3.1 Examining the data

Before fitting a regression model, it is a good idea to examine each of the variables individually. One reason to do this is to look for anomalous values that may require you to look more closely at your data source. Additionally, a common element in the presentation of regression analysis results is a table containing descriptive statistics for each analysis variable.

How a variable is examined depends on whether it is continuous or categorical (as defined in Chapter 2).

For continuous variables, create a numerical summary and plot a histogram using summary() and hist().
For categorical variables, create a frequency table and plot a bar chart using table() and barplot().

NOTE: Throughout this text, we assume that categorical variables are coded in R as factor variables (for more information, see “Factors” in R for Data Science (H. Wickham, Çetinkaya-Rundel, and Grolemund 2023) or Chapter 3 in An Introduction to R for Research (Nahhas 2024)).

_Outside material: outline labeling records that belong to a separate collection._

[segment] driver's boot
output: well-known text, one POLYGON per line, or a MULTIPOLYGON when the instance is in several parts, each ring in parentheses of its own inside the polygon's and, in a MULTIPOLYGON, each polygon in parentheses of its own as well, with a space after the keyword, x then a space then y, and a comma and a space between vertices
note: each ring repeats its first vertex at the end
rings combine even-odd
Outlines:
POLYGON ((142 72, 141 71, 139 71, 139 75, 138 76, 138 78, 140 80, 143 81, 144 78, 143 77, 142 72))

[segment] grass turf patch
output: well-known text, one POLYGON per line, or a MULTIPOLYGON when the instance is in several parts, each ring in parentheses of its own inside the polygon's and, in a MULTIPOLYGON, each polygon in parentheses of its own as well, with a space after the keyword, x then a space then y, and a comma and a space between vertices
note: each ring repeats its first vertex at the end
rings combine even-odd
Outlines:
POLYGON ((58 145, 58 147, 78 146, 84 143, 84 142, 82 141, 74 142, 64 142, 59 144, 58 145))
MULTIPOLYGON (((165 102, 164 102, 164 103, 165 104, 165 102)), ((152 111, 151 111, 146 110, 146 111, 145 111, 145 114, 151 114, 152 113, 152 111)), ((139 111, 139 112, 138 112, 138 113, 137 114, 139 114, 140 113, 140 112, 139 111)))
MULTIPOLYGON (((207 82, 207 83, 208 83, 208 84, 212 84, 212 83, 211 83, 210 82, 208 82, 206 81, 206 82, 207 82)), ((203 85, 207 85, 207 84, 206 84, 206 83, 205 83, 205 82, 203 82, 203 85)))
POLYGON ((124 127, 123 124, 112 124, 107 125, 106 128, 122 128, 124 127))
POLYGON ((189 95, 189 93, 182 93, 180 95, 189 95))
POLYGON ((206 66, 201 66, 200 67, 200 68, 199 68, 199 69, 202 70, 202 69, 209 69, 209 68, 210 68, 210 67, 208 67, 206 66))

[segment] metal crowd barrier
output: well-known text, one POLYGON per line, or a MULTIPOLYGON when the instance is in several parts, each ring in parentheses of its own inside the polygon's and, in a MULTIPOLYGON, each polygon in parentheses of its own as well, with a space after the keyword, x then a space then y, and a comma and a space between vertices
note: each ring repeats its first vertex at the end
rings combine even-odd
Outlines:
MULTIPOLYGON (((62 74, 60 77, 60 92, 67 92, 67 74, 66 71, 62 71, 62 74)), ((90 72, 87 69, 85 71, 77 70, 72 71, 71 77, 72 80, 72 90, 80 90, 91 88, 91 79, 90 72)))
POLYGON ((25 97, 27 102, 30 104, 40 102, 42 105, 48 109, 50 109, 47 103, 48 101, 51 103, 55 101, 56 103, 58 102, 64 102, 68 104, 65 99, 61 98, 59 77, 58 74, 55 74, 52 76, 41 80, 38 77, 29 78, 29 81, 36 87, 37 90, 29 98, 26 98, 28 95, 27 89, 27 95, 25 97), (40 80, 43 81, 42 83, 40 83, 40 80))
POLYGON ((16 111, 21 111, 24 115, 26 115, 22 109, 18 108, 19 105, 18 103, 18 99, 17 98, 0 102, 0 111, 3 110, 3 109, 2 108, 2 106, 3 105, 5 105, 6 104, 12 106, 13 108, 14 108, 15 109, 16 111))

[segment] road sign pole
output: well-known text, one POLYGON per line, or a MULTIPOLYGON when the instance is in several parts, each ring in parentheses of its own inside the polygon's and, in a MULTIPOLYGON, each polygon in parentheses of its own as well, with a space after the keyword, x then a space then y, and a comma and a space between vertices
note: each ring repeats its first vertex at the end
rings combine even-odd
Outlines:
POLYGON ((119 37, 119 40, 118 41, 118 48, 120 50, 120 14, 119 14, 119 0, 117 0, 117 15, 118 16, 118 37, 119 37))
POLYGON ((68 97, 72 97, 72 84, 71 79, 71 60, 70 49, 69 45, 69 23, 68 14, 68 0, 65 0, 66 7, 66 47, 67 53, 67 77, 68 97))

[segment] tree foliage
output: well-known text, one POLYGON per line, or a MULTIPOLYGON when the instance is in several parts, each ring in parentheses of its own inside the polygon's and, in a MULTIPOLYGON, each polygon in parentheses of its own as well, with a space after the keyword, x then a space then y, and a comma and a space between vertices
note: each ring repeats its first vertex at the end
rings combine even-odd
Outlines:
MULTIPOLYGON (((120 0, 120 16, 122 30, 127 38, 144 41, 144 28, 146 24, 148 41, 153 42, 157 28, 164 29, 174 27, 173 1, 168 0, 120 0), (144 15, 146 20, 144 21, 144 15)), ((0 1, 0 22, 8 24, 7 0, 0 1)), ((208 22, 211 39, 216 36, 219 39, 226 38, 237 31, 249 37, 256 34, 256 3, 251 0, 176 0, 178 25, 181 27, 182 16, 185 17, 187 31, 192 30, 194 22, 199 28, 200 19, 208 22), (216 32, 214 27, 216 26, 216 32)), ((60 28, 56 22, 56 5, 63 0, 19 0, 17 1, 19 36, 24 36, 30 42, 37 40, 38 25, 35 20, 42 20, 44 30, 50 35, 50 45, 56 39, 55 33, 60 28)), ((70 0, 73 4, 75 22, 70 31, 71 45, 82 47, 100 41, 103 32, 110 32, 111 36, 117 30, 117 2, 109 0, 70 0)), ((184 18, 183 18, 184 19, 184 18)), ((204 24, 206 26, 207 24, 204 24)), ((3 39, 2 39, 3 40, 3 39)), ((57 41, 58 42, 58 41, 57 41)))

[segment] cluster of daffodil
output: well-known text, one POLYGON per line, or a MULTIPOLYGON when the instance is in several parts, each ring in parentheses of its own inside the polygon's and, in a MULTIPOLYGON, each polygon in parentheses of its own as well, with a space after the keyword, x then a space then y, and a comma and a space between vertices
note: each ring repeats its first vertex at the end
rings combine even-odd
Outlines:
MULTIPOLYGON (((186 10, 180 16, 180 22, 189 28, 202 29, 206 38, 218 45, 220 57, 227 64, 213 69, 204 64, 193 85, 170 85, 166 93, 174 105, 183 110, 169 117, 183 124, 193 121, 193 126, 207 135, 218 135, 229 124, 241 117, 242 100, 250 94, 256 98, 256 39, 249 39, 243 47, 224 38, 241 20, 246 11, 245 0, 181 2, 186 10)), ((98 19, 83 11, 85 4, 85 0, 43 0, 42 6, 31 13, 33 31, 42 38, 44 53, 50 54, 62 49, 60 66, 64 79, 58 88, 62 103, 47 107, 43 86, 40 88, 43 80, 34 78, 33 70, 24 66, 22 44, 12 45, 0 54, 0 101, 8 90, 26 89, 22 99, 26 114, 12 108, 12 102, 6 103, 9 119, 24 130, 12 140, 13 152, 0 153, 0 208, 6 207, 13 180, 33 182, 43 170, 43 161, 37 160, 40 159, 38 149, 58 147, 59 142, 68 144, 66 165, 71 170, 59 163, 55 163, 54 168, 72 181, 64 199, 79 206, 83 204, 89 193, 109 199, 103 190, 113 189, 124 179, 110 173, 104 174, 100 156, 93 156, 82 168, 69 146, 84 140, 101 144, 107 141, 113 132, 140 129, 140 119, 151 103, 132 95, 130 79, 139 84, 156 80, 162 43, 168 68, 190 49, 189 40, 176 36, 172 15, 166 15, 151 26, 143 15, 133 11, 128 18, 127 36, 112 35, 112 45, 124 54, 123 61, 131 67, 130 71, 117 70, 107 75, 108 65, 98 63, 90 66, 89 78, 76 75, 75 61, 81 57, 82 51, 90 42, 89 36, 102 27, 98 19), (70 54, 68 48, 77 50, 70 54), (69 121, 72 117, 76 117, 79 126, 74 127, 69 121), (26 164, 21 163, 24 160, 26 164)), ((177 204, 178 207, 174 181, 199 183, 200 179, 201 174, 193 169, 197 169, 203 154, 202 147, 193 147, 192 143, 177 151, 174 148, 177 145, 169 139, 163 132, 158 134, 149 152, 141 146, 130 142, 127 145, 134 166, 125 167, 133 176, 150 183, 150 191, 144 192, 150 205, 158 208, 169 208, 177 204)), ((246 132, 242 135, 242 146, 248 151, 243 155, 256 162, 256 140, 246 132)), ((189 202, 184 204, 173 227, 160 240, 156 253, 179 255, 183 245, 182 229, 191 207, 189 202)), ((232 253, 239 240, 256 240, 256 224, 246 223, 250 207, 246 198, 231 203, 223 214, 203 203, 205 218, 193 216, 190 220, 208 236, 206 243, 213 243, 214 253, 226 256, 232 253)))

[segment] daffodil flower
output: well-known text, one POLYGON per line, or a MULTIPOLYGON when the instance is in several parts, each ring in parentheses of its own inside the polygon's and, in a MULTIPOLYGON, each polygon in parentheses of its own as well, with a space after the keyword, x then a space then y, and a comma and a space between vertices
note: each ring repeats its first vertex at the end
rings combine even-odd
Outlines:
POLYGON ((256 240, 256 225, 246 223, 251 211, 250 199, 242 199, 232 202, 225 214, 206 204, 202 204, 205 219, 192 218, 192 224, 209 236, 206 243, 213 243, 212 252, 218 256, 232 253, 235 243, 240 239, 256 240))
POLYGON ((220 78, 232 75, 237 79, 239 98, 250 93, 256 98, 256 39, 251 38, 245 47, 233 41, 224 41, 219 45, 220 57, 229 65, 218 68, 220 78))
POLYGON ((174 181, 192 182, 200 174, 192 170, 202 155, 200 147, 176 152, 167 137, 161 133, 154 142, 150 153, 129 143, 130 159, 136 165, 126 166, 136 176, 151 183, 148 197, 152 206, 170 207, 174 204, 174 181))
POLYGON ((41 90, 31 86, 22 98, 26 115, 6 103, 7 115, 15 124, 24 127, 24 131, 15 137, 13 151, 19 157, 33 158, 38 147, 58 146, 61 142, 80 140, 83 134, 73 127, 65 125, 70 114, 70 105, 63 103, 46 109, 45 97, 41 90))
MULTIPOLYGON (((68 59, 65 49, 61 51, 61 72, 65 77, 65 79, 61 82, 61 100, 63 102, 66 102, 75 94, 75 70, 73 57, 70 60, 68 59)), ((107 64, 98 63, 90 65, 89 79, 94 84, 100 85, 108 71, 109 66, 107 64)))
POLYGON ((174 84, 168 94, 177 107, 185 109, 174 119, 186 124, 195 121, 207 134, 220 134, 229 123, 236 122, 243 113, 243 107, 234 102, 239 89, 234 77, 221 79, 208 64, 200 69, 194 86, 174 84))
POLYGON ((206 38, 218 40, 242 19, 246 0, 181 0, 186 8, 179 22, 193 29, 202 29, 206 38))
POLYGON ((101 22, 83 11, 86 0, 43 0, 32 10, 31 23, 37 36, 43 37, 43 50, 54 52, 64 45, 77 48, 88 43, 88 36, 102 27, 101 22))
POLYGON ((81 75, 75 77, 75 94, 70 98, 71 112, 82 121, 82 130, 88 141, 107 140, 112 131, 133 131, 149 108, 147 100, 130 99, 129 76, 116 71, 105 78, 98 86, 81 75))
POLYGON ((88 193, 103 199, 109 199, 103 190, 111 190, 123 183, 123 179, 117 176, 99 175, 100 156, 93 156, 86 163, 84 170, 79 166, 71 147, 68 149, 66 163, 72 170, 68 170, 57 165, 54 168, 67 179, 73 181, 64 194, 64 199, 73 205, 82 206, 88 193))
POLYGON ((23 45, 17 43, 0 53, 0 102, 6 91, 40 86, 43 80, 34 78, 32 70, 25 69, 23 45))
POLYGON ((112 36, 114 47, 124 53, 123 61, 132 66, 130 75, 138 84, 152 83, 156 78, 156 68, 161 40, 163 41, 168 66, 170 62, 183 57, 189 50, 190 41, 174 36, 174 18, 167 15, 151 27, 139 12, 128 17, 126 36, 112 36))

Example 3.1: Using data from a random subset of 1,000 adults from the NHANES 2017-2018 examination teaching dataset (see Appendix A.1), summarize the continuous variables systolic blood pressure (sbp) and age (RIDAGEYR) and the categorical variables gender (RIAGENDR) and annual household income category (income).

First, load the NHANES examination teaching dataset using load().

load("Data/nhanes1718_adult_exam_sub_rmph.Rdata")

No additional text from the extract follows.